Static Timing Analysis of Shared Caches for Multicore Processors

  • Zhang, Wei;Yan, Jun
    • Journal of Computing Science and Engineering
    • /
    • v.6 no.4
    • /
    • pp.267-278
    • /
    • 2012
  • The state-of-the-art techniques in multicore timing analysis are limited to analyze multicores with shared instruction caches only. This paper proposes a uniform framework to analyze the worst-case performance for both shared instruction caches and data caches in a multicore platform. Our approach is based on a new concept called address flow graph, which can be used to model both instruction and data accesses for timing analysis. Our experiments, as a proof-of-concept study, indicate that the proposed approach can accurately compute the worst-case performance for real-time threads running on a dual-core processor with a shared L2 cache (either to store instructions or data).

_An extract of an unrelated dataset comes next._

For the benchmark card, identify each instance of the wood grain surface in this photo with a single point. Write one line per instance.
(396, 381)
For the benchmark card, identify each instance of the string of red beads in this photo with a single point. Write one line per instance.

Scratchpad Memory Architectures and Allocation Algorithms for Hard Real-Time Multicore Processors

  • Liu, Yu;Zhang, Wei
    • Journal of Computing Science and Engineering
    • /
    • v.9 no.2
    • /
    • pp.51-72
    • /
    • 2015
  • Time predictability is crucial in hard real-time and safety-critical systems. Cache memories, while useful for improving the average-case memory performance, are not time predictable, especially when they are shared in multicore processors. To achieve time predictability while minimizing the impact on performance, this paper explores several time-predictable scratch-pad memory (SPM) based architectures for multicore processors. To support these architectures, we propose the dynamic memory objects allocation based partition, the static allocation based partition, and the static allocation based priority L2 SPM strategy to retain the characteristic of time predictability while attempting to maximize the performance and energy efficiency. The SPM based multicore architectural design and the related allocation methods thus form a comprehensive solution to hard real-time multicore based computing. Our experimental results indicate the strengths and weaknesses of each proposed architecture and the allocation method, which offers interesting on-chip memory design options to enable multicore platforms for hard real-time systems.